AFTER ADDICTION:  If There Is Such A Thing


(The picture is the Duchess of Cambridge pub, where, currently, we have a comedy evening called 'Duch Ado About Nothing', every Wednesday.  It's on the cusp of Chiswick and Shepherd's Bush, London, if you're ever in the neighbourhood.  It's a lovely place, and does great sweet potato fries, too).

In the bleak, cobweb-clad world of twelve-step fellowships, I found myself strung up on a twitching web of all-or-nothing thinking.  Don't get me wrong, I can only talk from personal experience, and from the attitudes I choose to adopt, and practise adopting as time goes by.  When I first attended a Narcotics Anonymous meeting, it was a dim, tranquil room, with a tank of tropical fish lighting up one corner, topping off the scene.  There were about a dozen of us, one or two females who 'seemed interesting' to my slightly addled mind, but, all the same, it was one of the strings that tugged me, puppet-like, back a few days later.

At that first meeting, I thought I'd arrived in a panacea, a place I could return to, again and again if needed, to tap into the happy defiance I thought I'd found.  The readings, the mellow sharing, even the tea and custard-cream, left me feeling pretty chilled.  Even the joining hands bit, and the reciting of the serenity-prayer, didn't put me off that much.  Perhaps that was testimony to how desperate I was feeling, because I'm not a natural joiner-inner.  Even at a gig, when I like the band as much as everyone else, I still feel as if any collective behaviour could be one step away from the formation of some kind of cult, or a Fourth Reich.  But even so, I went home and defiantly listened to 'Irish Blood, English Heart' by Morrissey, and actually felt free from what was normal at that time, that flat, resigned, dead-end kind of feeling, that, even with the evidence of my addiction all around me, the empty fridge, barren cupboard, and husk of a flat, was my default state.  I even had thirty quid or so in the bank, and I didn't feel like blowing it on a couple of bits of crack, and a smudge of heroin to come down with.  I really believed I'd arrived somewhere special, and I had...but I don't think it was a 'special place' for me, at least not in the long-run.

I committed heresy more than once in a meeting, by saying that, although I wanted to quit crack, I didn't really want to stop drinking, or smoking the odd spliff, because these weren't a problem to me.  I got various responses, such as 'drink will lead you back to crack', 'alcohol and cannabis are still mind-altering substances' (and therefore off the 'complete abstinence' menu), 'drinking and smoking puff is still avoiding your feelings, mate', and many variations on these themes.  There was, it seemed, no middle ground, and it's not nice finding yourself in the midst of a 'support group', trying to be honest, but discovering your honesty is sacrilege, too off-message.

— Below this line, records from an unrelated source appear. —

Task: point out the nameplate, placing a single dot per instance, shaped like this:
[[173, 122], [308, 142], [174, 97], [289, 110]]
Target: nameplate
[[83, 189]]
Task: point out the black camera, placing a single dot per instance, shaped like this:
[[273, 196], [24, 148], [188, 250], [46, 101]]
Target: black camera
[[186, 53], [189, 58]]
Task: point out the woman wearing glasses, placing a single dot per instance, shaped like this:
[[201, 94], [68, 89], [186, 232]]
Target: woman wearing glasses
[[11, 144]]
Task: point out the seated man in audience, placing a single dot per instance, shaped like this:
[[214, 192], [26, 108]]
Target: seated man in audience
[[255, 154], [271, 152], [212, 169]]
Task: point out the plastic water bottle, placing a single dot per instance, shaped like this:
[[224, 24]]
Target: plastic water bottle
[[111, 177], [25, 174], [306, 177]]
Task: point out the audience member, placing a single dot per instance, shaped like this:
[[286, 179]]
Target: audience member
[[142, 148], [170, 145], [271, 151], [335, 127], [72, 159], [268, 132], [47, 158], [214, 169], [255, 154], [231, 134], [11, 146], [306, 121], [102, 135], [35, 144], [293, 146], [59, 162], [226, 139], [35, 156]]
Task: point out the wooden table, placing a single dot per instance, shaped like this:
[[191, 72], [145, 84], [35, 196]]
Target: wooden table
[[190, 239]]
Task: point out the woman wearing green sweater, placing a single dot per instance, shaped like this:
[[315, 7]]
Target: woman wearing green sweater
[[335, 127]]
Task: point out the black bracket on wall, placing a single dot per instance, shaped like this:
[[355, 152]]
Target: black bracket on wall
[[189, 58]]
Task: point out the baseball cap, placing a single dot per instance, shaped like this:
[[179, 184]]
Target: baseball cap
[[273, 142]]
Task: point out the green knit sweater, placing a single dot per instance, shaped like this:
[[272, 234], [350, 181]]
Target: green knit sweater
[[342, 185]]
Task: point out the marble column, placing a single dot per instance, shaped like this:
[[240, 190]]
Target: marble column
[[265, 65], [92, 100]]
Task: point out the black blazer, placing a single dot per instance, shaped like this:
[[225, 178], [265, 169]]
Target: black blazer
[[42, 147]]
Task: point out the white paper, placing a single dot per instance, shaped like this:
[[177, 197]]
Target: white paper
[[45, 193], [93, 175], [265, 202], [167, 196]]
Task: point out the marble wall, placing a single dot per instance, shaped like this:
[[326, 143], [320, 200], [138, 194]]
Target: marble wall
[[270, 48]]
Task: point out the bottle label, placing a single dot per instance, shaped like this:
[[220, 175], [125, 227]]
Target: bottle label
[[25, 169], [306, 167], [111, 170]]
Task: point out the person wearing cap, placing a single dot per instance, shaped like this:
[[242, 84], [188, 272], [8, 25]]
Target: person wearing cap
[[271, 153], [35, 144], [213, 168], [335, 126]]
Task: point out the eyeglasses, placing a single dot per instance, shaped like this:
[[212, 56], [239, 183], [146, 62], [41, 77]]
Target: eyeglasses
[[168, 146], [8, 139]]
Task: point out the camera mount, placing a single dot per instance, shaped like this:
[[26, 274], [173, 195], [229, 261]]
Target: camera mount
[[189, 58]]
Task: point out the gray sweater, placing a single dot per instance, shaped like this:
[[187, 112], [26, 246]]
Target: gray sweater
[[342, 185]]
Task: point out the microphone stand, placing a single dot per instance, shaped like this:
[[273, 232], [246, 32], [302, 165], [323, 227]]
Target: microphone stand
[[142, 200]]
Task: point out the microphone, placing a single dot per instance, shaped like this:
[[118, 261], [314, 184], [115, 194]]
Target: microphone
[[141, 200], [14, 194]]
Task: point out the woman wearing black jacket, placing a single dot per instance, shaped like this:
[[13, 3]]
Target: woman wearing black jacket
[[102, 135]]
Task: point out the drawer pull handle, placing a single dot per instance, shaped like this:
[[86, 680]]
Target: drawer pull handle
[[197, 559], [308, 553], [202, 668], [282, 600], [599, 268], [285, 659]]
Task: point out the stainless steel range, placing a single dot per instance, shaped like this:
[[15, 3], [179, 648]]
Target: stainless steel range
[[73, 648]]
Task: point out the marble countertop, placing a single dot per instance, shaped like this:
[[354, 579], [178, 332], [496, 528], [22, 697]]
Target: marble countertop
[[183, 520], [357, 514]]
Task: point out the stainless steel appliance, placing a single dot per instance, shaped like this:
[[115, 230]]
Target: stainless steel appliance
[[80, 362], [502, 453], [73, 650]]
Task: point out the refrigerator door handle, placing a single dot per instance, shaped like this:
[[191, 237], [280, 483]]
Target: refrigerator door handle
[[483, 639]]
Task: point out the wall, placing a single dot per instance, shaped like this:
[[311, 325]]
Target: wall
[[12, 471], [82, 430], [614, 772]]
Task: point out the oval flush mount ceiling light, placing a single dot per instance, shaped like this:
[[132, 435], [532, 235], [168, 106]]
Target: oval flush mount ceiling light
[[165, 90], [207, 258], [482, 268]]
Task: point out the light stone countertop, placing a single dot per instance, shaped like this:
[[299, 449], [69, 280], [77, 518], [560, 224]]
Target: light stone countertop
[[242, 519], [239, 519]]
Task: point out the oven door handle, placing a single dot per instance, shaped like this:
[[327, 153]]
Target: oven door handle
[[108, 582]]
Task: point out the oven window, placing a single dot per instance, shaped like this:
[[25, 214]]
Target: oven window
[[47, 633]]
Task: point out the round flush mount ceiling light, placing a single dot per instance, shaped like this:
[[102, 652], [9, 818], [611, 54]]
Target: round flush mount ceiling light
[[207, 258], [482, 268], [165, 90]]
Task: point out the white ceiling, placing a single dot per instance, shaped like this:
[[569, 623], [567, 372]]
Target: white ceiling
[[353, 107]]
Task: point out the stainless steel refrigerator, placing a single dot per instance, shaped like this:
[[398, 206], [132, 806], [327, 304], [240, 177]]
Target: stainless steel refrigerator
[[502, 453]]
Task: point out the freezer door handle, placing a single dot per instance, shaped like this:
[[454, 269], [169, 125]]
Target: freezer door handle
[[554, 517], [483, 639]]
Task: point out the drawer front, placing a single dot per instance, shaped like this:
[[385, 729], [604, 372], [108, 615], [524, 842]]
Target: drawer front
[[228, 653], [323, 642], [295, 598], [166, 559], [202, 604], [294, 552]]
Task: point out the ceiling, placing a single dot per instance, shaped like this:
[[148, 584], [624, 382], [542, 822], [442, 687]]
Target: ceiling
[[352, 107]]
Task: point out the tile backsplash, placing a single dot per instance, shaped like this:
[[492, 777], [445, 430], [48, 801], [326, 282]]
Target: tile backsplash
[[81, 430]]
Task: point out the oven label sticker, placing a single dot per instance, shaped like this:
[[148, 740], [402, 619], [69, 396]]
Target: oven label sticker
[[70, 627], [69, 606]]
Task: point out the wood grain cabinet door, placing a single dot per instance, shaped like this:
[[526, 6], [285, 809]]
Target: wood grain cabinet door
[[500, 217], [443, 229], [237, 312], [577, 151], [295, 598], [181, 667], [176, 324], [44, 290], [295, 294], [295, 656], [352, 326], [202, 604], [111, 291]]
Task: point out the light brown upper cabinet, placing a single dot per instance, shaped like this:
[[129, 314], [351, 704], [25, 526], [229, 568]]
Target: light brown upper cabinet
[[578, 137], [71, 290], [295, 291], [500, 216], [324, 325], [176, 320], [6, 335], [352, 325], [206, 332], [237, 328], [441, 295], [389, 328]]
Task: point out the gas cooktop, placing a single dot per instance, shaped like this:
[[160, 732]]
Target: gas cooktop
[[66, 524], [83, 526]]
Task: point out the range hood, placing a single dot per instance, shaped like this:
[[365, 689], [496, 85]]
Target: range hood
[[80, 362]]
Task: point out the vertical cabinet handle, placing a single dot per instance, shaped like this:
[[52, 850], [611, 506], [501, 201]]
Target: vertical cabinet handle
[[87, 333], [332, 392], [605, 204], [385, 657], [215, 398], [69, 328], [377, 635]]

That initial glow of positivity I felt after that first meeting disappeared within weeks, although I continued going back to meetings for several years (and may again), but it got to the point where I was turning up just for the tea'n'biscuits.  Things had got so bad at one point, I suppose about six years ago, where I turned up for a meeting and, when the person taking it was out the room, I pocketed a load of biscuits for later, because I literally had nothing in the kitchen.  By this point, I didn't know who or what to blame, or turn to.  My life was use when my benefits came in, spend them in a day, go to bed for three, then cadge twenty or thirty pounds of my ailing, suffering, worrying mum, to tide me over 'til the next money-day.  It wasn't a good life, yet still I thought I looked ok, even with a puffy, blotchy face, old t-shirt flapping about, and jeans like two cloth cylinders hanging from a beltless waist.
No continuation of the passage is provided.